At the 2005 General Election, Atherton lost her seat to Liberal Democrat Julia Goldsworthy by a majority of 1,886. Afterwards, she continued to campaign for women's political advancement, disability rights and rural housing reform.
Paul Phillips, a gay aide Atherton employed for a year until March 2004, resigned and claimed discrimination on the grounds of sexual orientation, accusing her of homophobia and of asking him to find information on her Conservative opponent in Falmouth because he was also gay. The accusation of 'digging the dirt' was coined by the Tribunal Chair at the initial hearing and although Phillips denied that he had ever alleged this, the phrase stuck. Atherton denied having treated Phillips in any discriminatory way. The case was thrown out. Atherton's record of voting in the House of Commons was generally supportive of gay rights. She served as a councillor for eight years until her death at age 62.

After Parliament

From 2005–08, Atherton was a Board member of the Housing Corporation and she chaired the Rural Housing Advisory Panel, which advises the British government on rural housing issues. In 2006, she founded Atherton Associates, a public affairs company, and has worked for British Waterways and the Inland Waterways Association and with Weber Shandwick Public Affairs. From October 2008, she was a Board member of the Homes and Communities Agency. She was the Vice Chair of the Truro and Falmouth Constituency Labour Party and was member of the Labour Party's South West Regional Board.
Atherton married a Cornishman, Broderick Ross, in 2002, and lived with him in Falmouth, Cornwall.

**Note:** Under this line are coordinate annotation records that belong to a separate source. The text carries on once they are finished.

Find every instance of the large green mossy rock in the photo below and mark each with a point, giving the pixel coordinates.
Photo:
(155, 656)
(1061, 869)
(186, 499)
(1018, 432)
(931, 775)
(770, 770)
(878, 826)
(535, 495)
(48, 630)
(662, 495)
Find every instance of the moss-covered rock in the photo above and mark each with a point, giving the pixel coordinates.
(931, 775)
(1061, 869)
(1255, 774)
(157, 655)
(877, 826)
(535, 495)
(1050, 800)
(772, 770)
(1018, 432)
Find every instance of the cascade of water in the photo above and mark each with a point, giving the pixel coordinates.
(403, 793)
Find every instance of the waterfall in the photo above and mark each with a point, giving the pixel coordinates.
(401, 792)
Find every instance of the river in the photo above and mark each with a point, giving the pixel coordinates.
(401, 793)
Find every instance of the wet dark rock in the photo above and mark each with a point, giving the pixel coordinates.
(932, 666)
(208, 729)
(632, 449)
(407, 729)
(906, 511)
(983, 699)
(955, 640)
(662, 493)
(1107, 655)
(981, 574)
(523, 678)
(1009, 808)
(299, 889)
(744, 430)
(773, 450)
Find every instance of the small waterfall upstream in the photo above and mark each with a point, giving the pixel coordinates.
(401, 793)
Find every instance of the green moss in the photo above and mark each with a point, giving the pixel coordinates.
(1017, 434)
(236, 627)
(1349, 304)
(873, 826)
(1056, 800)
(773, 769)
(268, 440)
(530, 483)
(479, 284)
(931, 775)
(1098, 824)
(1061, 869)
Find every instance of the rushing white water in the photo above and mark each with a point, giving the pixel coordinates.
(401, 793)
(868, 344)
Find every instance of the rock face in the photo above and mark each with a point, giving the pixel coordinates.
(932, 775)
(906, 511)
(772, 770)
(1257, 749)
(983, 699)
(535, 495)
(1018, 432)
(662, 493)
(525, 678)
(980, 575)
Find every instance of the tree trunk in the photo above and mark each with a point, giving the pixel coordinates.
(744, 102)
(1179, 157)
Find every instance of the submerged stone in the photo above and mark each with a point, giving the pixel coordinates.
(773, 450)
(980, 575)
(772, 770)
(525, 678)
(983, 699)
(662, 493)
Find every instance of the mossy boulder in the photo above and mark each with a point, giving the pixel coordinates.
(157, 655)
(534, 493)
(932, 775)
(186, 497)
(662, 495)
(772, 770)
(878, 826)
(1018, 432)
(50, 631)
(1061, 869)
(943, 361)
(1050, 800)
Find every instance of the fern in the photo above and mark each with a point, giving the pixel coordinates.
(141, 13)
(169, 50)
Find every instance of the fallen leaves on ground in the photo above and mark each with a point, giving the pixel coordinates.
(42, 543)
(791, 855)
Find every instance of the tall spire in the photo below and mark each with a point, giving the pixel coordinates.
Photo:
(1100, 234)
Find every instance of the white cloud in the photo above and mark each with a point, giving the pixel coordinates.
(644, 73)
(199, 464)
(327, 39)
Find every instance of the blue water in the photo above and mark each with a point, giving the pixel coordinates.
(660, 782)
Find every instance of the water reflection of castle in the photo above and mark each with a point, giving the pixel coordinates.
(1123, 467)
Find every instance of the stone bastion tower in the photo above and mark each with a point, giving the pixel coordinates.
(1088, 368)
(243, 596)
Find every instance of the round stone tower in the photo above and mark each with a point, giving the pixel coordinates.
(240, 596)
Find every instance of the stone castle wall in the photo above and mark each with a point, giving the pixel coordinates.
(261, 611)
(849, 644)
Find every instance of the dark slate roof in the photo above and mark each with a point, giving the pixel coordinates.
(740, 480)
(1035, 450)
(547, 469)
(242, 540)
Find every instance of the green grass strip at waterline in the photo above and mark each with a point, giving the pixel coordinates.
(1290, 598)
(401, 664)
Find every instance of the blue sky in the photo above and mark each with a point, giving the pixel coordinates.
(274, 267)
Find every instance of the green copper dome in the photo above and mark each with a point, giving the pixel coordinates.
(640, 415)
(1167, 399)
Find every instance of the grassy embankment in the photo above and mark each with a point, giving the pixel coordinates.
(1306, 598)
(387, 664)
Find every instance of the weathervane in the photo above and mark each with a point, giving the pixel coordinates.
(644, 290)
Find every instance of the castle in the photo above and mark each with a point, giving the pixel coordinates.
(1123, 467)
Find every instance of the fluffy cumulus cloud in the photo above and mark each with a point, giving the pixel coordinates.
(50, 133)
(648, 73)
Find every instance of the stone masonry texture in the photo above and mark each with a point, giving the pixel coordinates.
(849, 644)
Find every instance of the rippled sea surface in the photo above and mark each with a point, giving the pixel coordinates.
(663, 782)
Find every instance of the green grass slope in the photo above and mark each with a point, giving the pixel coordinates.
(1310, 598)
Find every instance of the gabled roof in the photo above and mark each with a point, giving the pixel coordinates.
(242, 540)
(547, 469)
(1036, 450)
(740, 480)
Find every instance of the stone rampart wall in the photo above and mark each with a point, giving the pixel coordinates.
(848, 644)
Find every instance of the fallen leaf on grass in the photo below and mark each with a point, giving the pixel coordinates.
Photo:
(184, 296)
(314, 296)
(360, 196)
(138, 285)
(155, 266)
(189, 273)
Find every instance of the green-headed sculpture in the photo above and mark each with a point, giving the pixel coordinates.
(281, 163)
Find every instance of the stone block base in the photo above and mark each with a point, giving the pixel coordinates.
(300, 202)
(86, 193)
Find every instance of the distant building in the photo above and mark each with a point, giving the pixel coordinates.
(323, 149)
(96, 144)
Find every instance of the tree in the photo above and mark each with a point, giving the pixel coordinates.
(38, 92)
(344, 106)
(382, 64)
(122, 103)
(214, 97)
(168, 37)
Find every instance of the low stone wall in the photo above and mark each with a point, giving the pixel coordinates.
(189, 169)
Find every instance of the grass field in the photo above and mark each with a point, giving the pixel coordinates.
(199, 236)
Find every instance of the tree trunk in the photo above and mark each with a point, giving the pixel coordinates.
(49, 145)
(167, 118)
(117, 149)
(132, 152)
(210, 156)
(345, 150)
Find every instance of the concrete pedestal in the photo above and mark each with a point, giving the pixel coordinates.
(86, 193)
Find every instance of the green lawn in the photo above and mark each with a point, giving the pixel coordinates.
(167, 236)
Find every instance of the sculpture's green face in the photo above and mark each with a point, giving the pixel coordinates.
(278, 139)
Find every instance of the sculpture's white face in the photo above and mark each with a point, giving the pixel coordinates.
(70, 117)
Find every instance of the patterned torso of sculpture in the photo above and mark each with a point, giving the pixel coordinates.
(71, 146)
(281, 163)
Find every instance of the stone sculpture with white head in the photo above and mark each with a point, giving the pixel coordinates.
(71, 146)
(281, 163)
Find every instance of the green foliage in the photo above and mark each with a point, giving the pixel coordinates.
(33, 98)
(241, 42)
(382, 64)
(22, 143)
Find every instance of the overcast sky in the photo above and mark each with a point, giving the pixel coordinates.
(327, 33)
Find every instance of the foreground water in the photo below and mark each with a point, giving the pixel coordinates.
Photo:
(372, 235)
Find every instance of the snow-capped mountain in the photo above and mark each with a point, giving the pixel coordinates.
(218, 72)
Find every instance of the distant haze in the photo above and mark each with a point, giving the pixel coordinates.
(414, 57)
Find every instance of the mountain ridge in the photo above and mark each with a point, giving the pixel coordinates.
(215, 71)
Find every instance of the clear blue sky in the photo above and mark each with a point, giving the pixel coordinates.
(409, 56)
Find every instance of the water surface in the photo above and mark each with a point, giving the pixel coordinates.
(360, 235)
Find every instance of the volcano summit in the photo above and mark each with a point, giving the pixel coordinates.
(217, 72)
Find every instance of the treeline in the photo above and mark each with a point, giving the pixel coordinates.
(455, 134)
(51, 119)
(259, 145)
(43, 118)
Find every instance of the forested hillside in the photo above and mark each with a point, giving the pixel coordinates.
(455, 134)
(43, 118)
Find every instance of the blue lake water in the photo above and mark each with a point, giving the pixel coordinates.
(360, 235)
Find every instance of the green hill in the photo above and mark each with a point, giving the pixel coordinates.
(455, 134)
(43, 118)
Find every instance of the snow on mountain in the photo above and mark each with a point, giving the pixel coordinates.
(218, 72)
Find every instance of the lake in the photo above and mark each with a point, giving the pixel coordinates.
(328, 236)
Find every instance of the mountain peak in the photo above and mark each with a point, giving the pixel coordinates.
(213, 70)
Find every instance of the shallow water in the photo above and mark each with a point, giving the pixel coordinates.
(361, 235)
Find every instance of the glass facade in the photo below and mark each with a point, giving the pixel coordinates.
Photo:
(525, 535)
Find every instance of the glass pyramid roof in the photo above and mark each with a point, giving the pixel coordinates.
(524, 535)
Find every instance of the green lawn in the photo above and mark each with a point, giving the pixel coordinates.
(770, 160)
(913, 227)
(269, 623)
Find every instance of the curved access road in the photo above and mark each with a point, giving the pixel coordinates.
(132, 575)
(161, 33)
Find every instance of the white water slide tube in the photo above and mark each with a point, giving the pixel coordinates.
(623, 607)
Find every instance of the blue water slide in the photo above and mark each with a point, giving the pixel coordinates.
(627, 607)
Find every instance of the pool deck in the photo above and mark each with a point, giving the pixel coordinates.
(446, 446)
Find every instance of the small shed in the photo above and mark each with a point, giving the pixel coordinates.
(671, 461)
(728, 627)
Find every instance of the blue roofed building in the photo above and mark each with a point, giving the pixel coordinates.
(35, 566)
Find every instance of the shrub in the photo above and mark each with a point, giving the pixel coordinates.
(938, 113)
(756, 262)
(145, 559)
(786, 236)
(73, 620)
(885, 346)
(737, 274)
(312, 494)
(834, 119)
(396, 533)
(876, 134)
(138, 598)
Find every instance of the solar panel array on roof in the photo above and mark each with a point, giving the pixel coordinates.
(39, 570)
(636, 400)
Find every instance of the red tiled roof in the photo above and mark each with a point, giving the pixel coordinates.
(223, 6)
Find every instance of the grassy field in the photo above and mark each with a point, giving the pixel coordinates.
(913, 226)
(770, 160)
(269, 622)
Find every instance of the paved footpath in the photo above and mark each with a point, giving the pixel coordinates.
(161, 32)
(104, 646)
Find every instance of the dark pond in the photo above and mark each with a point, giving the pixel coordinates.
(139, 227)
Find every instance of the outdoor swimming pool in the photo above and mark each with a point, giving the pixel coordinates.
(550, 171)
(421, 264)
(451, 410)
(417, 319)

In 2009 Atherton, her husband, her mother Pam Atherton and her mother-in law Betty Ross, all stood for election to the newly formed Cornwall Council. Atherton contested the Carn Brea North division, finishing third in a field of four, with 23% of the vote, while her husband finished last out of four in Camborne Central with 11%. Both seats were won by the Conservatives. Pam Atherton finished last out of six in St Day and Lanner with 3%, and Betty Ross finished last out of seven in Wendron, both of those contests being won by Independents. Atherton was elected to Cornwall Council in the 2013 local elections, representing the Falmouth Smithick division.
In 2014, she acted as the spearhead to pass an Article 4 direction through Cornwall Council, a piece of legislation which requires landlords planning to convert a property into a house of multiple occupancy to have planning permission.
She opposed the expansion of Falmouth University in 2016.

Death

Atherton died suddenly overnight on 30 October 2017 at the age of 62. Prime Minister Theresa May paid tribute to her at Prime Minister’s Questions on 1 November, which were echoed by Leader of the Opposition Jeremy Corbyn.